5.5.08

Largo ai giovani...


Una dele accuse più classiche che sento fare alla Bonelli è la sua immobilità e la sua scarsa propensione al dare spazio ai nuovi autori, in special modo agli sceneggiatori.
Il primo punto, a mio avviso, non è nemmeno da prendere in considerazione: negli ultimi anni la Sergio Bonelli Editore ha attuato una totale rivoluzione produttiva (ne parlavo parecchio tempo fa QUI, e la penso ancora alla stessa maniera) ed esempi come quelli de "Gli occhi e il Buio" o di "Volto Nascosto" ci raccontano anche di un rinnovamento sotto il profilo contenutistico.

Il secondo punto, invece, merita un minimo di approfondimento.
Una decade fa (anno più, anno meno), una nuova generazione di sceneggiatori del tutto indipendenti (ovvero non cresciuti in seno alla Bonelli stessa o ad altre realtà editoriali di peso) si affacciava con forza sul mercato e cominciava a farsi notare. Sto parlando di Cajelli, Casali, Gualdoni, Bilotta e il sottoscritto.
Come sceneggiatori, eravamo la generazione successiva a quella di Bartoli, Faraci, Artibani, La Neve, Brolli, Manfredi, Capone, Boselli e via dicendo.
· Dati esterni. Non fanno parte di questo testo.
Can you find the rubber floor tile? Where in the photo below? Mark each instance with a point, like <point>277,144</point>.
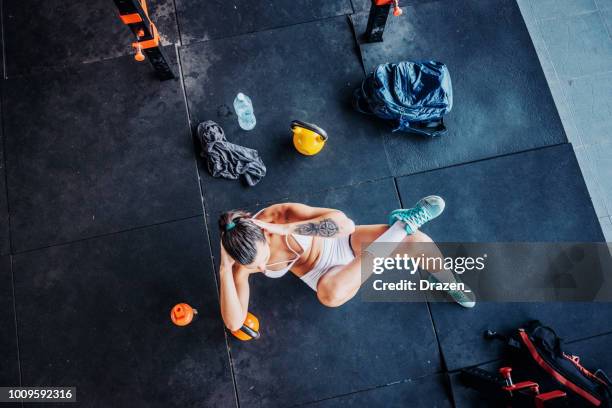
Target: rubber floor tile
<point>55,33</point>
<point>95,315</point>
<point>537,196</point>
<point>501,100</point>
<point>316,87</point>
<point>94,150</point>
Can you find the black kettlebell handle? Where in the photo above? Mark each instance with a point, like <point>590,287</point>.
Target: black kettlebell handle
<point>250,331</point>
<point>311,127</point>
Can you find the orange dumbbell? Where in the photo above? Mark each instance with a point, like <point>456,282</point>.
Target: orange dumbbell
<point>182,314</point>
<point>249,329</point>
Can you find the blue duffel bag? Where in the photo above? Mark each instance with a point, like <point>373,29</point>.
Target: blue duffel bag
<point>415,96</point>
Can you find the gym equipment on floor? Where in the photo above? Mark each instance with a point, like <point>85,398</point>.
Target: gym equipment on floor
<point>308,138</point>
<point>504,392</point>
<point>134,14</point>
<point>377,19</point>
<point>249,329</point>
<point>182,314</point>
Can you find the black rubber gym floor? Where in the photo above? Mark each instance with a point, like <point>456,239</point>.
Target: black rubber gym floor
<point>108,215</point>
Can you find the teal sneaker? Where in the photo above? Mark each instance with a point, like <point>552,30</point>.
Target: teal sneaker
<point>465,298</point>
<point>426,209</point>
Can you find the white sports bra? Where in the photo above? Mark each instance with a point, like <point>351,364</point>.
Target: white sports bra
<point>304,242</point>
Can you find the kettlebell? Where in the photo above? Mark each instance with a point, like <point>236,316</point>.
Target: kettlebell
<point>249,329</point>
<point>308,139</point>
<point>182,314</point>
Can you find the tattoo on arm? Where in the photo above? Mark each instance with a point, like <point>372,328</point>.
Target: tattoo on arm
<point>324,228</point>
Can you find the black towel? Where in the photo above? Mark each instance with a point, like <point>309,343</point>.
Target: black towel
<point>226,159</point>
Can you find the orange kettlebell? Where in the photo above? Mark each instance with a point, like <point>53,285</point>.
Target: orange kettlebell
<point>182,314</point>
<point>249,329</point>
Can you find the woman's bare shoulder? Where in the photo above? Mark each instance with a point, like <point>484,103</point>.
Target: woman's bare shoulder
<point>276,213</point>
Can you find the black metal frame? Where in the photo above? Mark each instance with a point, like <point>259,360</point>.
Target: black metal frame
<point>156,56</point>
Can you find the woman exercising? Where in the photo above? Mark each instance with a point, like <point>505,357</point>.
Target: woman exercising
<point>321,246</point>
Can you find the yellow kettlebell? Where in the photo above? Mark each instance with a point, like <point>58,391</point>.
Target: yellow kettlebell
<point>308,139</point>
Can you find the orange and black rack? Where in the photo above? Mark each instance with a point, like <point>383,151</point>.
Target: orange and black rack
<point>377,19</point>
<point>135,15</point>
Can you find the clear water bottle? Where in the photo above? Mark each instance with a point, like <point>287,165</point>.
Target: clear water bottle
<point>244,110</point>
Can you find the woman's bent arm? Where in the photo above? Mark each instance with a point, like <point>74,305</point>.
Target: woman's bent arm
<point>234,295</point>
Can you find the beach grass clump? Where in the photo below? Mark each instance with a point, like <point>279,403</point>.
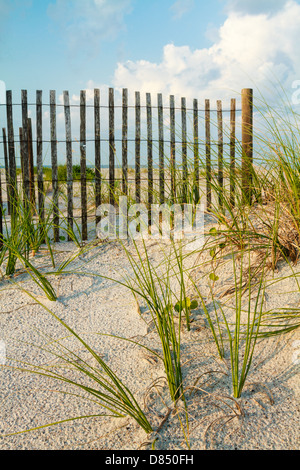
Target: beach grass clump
<point>96,382</point>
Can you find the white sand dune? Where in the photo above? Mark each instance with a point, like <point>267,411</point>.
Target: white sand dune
<point>91,305</point>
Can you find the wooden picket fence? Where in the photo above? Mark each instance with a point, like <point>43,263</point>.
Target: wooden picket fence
<point>165,170</point>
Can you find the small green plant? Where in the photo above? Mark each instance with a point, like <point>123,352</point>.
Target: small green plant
<point>102,385</point>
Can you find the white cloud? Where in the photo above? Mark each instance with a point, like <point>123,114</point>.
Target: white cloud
<point>85,24</point>
<point>250,50</point>
<point>254,7</point>
<point>180,7</point>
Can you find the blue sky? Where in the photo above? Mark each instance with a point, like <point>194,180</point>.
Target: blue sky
<point>191,48</point>
<point>183,46</point>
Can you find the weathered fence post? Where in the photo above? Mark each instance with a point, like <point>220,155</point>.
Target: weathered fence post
<point>39,154</point>
<point>83,164</point>
<point>232,151</point>
<point>1,212</point>
<point>247,143</point>
<point>67,113</point>
<point>24,144</point>
<point>208,155</point>
<point>137,147</point>
<point>111,123</point>
<point>11,155</point>
<point>97,151</point>
<point>55,185</point>
<point>6,169</point>
<point>31,166</point>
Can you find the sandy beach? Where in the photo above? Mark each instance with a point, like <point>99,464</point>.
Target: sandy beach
<point>265,417</point>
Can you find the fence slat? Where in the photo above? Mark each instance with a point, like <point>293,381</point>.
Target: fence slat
<point>6,169</point>
<point>83,163</point>
<point>124,141</point>
<point>161,149</point>
<point>232,151</point>
<point>39,154</point>
<point>247,143</point>
<point>31,166</point>
<point>1,215</point>
<point>208,154</point>
<point>22,161</point>
<point>25,144</point>
<point>69,160</point>
<point>172,149</point>
<point>111,146</point>
<point>220,152</point>
<point>55,187</point>
<point>184,149</point>
<point>11,153</point>
<point>149,155</point>
<point>196,147</point>
<point>137,147</point>
<point>97,151</point>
Ovviamente, eravamo tutti giovani, pieni di iniziativa, incazzati e pronti a spaccare il mondo.
E, ovviamente (e giustamente, data l'età) eravamo tutti inesperti, intransigenti e convinti di avere in tasca la soluzione a tutti i mali del fumetto.
Oggi, dieci anni dopo, quattro di quei cinque sceneggiatori sono in forze alla Bonelli e non solo lavorano con continuità, ma hanno modo di integrare il loro background culturale, artistico e produttivo con quello della casa editrice di via Buonarroti, portando un certo grado di innovazione e, al contempo, acquistando un certo grado di "metodo".
Oltre a questo, la Bonelli ha anche pescato giovani (e bravi) sceneggiatori da altri settori del fumetto (Giovanni Di Gregorio e Bruno Enna, giusto per fare un paio di esempi) e si è "cresciuta" internamente ottimi autori come Paola Barbato o Pasquale Ruju.
Alla faccia della casa editrice con "scarsa propensione nel dare spazio a giovani sceneggiatori".

Poi, è ovvio... se siete tra quelli che credono che una casa editrice possa affidare una testata da 250.000 copie di venduto al mese al primo pincopallo che passi per strada e si autoproclami sceneggiatore, allora è ovvio che per voi la Bonelli non sia altro che un elefante artritico, cieco, muto e sordo. Fortunatamente, la realtà dei fatti è ben altra e sono sicuro che quei sceneggiatori che oggi si stanno affacciando nel nostro settore e che stanno facendo bene (un paio di nomi? Marco Rizzo e Susanna Raule), domani saranno in forze su Dylan Dog, Tex o qualche nuova miniserie o serie regolare.
Chi sa fare, fa. Chi non sa fare, critica. Chi non sa neanche criticare... si apre blog deliranti.